D’autres programmes se sont ajoutés au GOANA, dont le Programme national d’Autosuffisance en Riz (PNAR), mais on en est encore loin.

Cette production locale rencontre également des limites liées à sa commercialisation. Les ménages sénégalais ont une nette préférence pour la brisure de riz importée d’Asie par rapport au riz local qui se caractérise par de gros grains. Cette préférence alimentaire des foyers sénégalais est liée à la colonisation. Durant cette période, la France distribuait au Sénégal des brisures de riz provenant des rizières d’Indochine. Il faut également noter que le prix de cette brisure de riz est également bien moins élevé que celui du riz local.

Le président français Emmanuel Macron accueille le président sénégalais Macky Sall, le 23 juin 2023, au palais de l’Élysée à Paris, lors d’un sommet pour aider les pays en développement à mieux lutter contre le changement climatique et la pauvreté. (AP Photo/Christophe Ena)

Déjà une profonde instabilité politique

Le Sénégal fait ainsi face ces derniers mois à une profonde instabilité politique. De violentes mobilisations et des émeutes ont éclaté dans les différentes villes du pays en soutien à l’opposant Ousmane Sonko, à la suite de ses récentes condamnations.
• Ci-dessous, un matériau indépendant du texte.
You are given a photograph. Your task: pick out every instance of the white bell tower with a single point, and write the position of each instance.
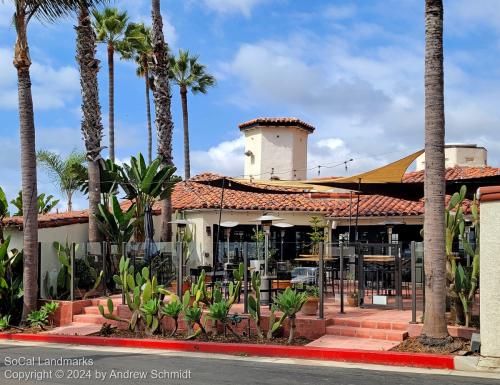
(276, 148)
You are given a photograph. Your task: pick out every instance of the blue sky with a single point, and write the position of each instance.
(353, 69)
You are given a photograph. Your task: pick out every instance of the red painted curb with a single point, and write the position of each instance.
(420, 360)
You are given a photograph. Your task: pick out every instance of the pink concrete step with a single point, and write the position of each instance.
(360, 323)
(95, 310)
(90, 318)
(341, 342)
(75, 328)
(359, 332)
(117, 300)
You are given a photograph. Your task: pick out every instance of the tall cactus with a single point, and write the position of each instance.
(143, 297)
(254, 303)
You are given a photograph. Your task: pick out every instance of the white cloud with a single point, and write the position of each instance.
(465, 15)
(6, 13)
(52, 87)
(225, 158)
(224, 7)
(369, 98)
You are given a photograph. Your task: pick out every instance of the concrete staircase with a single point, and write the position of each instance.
(387, 331)
(91, 315)
(361, 334)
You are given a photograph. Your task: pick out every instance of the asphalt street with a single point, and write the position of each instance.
(22, 363)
Cet opposant cristallise pour ses partisans une politique de rupture avec la gouvernance de Macky Sall par sa dimension souverainiste. Il soutient entre autres une sortie du franc CFA, la réduction du train de vie de l’État et la mise en place d’un fonds patriotique pour financer les petites et moyennes entreprises et les industries nationales.

Des amis et des parents arrivent au cimetière local pour l’enterrement d’Elhaji Cisse, à Dakar, au Sénégal, le 5 juin 2023. Selon la famille, l’étudiant de 26 ans a été abattu par les forces de sécurité alors qu’il se trouvait près d’une manifestation.

La répression policière et l’annonce de la non-reconduction de mandat du président Macky Sall ont permis une accalmie sociale relative, mais le récent emprisonnement de Sonko et la dissolution de son parti fait craindre l’éclosion de nouvelles violences au Sénégal. Selon son parti, l’augmentation des prix est liée à l’incapacité du gouvernement à privilégier les emplois et les entreprises nationales et à mener une lutte contre la corruption et la déperdition des ressources.

L’inflation à la hausse et les restrictions d’importation du riz indien pourraient ainsi devenir un facteur amplificateur des mobilisations en soutien à Ousmane Sonko.